For a musician, there aren’t many things more fearsome than developing a tremor in your picking hand. Eddie Adcock decided not to sit idly by and live with a diminished skill level due to such a complication. During the month of August, he underwent a three stage surgical procedure at Nashville’s Vanderbilt Medical Center, intended to reverse the problem with his right hand.
Adcock celebrated his 70th birthday in June of this year. After years of playing in smoke filled venues, he suffers from emphysema and doctors say it’s possible that the medications he has taken for that have been a contributing factor in the development of his right hand tremor. After trying, unsuccessfully, to control the shaking via a dozen different medications over a period of several years, Adcock has now become the first non-Parkinsons musician to undergo the three stage procedure known as Deep Brain Stimulation (DBS) at Vanderbilt Medical Center.
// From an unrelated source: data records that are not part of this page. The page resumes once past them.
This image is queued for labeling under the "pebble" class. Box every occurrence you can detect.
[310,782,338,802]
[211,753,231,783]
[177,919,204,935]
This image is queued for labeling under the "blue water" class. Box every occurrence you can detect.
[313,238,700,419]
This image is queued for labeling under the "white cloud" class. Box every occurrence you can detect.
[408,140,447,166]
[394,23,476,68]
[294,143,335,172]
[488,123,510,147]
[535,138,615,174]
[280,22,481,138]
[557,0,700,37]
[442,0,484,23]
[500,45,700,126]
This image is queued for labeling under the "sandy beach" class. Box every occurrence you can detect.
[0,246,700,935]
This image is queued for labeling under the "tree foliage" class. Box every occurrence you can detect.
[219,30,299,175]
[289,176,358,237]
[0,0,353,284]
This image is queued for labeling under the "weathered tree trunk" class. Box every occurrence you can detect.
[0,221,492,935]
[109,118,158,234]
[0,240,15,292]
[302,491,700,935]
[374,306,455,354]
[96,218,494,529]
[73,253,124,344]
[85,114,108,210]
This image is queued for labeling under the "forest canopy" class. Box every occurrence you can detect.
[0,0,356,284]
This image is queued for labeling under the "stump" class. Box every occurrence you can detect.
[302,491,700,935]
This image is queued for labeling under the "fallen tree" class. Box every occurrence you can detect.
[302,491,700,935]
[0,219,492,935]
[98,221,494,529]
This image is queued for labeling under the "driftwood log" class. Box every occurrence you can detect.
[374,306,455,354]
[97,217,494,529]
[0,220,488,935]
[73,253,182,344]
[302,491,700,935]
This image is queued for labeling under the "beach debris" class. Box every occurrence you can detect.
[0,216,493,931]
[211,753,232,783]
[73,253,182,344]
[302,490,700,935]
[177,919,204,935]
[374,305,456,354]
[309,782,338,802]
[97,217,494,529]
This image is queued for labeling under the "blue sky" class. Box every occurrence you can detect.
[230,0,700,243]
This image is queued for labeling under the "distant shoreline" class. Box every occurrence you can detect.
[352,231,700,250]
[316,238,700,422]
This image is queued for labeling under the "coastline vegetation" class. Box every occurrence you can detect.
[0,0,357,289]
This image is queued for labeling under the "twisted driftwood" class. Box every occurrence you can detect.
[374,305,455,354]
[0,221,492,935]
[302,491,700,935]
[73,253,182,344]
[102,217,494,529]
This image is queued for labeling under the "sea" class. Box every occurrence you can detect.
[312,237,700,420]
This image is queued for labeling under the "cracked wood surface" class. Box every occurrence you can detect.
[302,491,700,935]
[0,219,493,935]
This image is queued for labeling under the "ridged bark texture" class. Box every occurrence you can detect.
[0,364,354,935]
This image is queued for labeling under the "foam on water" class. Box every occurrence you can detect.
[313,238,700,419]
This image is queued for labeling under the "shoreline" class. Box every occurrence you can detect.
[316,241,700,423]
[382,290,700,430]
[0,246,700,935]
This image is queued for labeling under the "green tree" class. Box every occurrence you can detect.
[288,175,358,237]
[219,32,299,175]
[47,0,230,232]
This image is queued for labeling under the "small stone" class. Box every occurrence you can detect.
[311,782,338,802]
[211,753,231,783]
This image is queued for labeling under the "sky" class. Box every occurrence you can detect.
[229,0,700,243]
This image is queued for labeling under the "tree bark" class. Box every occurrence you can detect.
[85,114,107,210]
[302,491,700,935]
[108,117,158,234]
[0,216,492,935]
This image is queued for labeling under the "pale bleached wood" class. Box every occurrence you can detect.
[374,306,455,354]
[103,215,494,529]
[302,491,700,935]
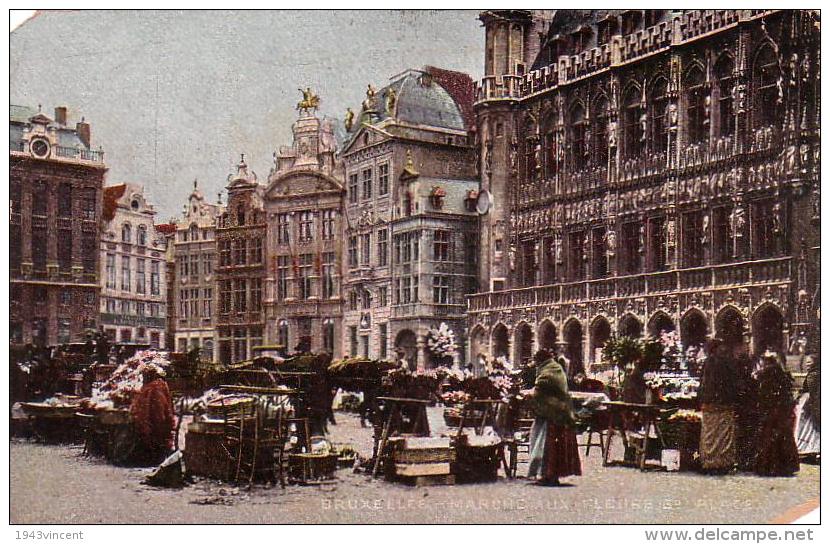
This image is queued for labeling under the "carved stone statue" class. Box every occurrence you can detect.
[637,223,646,254]
[729,205,746,239]
[386,89,398,117]
[363,83,377,111]
[297,87,320,113]
[605,229,617,257]
[343,108,354,131]
[700,213,709,247]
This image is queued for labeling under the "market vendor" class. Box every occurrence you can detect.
[522,349,582,486]
[130,364,175,464]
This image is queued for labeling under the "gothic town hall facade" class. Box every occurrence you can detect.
[468,10,820,372]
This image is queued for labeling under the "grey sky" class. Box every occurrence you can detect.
[10,11,484,221]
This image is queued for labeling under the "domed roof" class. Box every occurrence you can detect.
[352,70,472,132]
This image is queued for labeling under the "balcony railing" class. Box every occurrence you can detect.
[467,257,792,313]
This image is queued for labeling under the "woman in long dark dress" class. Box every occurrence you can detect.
[698,339,738,474]
[755,354,798,476]
[524,350,582,486]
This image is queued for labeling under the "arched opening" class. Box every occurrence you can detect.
[617,314,643,338]
[513,322,533,365]
[648,312,674,337]
[715,306,745,346]
[752,304,784,355]
[539,320,557,350]
[680,310,709,349]
[490,323,510,357]
[590,316,611,364]
[395,329,418,370]
[562,319,585,376]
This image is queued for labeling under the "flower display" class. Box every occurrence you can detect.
[669,409,702,423]
[441,391,471,406]
[84,350,170,408]
[427,321,458,359]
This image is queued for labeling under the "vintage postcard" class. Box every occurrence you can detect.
[8,8,821,541]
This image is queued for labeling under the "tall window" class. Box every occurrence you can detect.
[219,280,232,314]
[81,231,100,274]
[299,253,314,299]
[568,104,586,170]
[251,278,262,312]
[135,259,147,295]
[432,230,450,261]
[277,213,291,244]
[649,77,669,153]
[248,236,262,264]
[58,183,72,217]
[349,174,357,204]
[623,87,644,158]
[681,211,704,267]
[360,232,372,266]
[323,317,334,353]
[233,279,248,314]
[568,231,588,281]
[591,227,608,278]
[107,253,115,289]
[277,255,290,300]
[752,44,782,127]
[81,189,97,221]
[363,168,372,200]
[349,236,357,268]
[618,221,644,274]
[378,163,389,196]
[232,238,248,265]
[684,66,709,144]
[56,229,72,271]
[300,211,314,242]
[277,319,288,347]
[648,217,666,272]
[712,206,733,264]
[591,98,608,166]
[751,198,783,258]
[323,210,337,240]
[219,240,231,266]
[378,323,389,361]
[322,252,336,299]
[378,228,389,266]
[715,55,735,137]
[202,253,213,276]
[432,276,450,304]
[121,256,131,292]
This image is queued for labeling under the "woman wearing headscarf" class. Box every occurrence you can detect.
[698,339,738,474]
[523,350,582,486]
[795,355,821,459]
[755,353,799,476]
[732,342,758,471]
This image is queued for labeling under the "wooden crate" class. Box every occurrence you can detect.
[288,453,337,484]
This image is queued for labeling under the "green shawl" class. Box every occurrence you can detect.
[533,359,574,427]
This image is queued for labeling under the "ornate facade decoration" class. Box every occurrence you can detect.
[468,10,820,369]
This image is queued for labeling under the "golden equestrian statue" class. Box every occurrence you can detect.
[297,87,320,113]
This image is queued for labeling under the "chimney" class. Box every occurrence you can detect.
[75,117,91,147]
[55,106,66,125]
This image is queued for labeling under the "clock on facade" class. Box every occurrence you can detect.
[29,138,49,158]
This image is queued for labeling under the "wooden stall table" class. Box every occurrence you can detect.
[602,401,664,470]
[456,399,510,479]
[372,397,432,478]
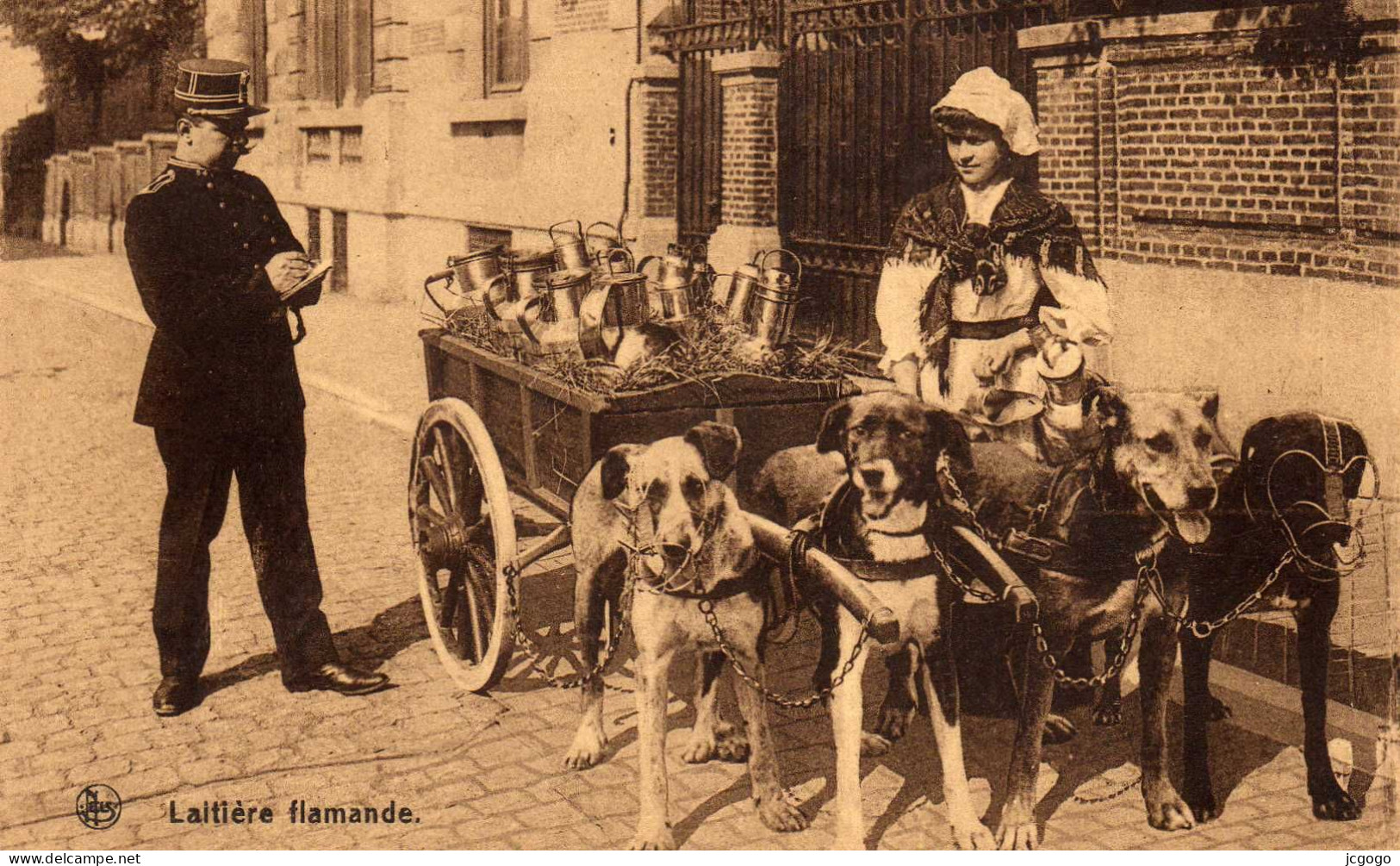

The procedure is so new that the Neurosurgery department at Vanderbilt videotaped the surgeries for their own instructional use, and possible PBS broadcast at some point in the future.
The three surgeries include the implantation of a pulse generator (IPG) inside the chest wall, an extension wire from the IPG to the head, and an electrical lead placed in the brain to stimulate brain activity with the electrical pulses.
During the brain implantation surgery, the patient is kept conscious so they may assist the doctors in properly placing the leads. They do this by experiencing its immediate effects on their fine motor skills. In Eddie’s case, this would be his right hand picking the banjo. Eddie took a Deering GoodTime banjo into surgery with him (see the picture at top). I’m sure that was first!
Eddie has related that this was not an easy process to experience.
I came up in music the hard way and learned to be a trouper fast. Some of those early days were pretty rough, and I’ve been stomped, cut and kicked; but I never went through hell like this — it was the most painful thing I’ve ever endured. And it was risky. But I did it for a reason: I’m looking forward to being able to play music the way I did years ago prior to getting this tremor. It means that much to me. I’m far from being done!
He has also expressed appreciation to his neurologists and neurosurgeons, along with all the staff at Vanderbilt. He also sends his thanks to those who sent cards and good wishs, and kept him in their prayers during the month of August. He’s in good spirits now as he recovers from not only the surgery, but also the pre-op hair cut he received.
I’m beginning to get used to wearing a do-rag, though. The girls seem to like it.
The Bionic Banjo Player does ask for your continued prayer support as he is scheduled for a post-op checkup late this month, and then in early October the IPG will be turned on and the device will be programmed for strength and intensity of signal.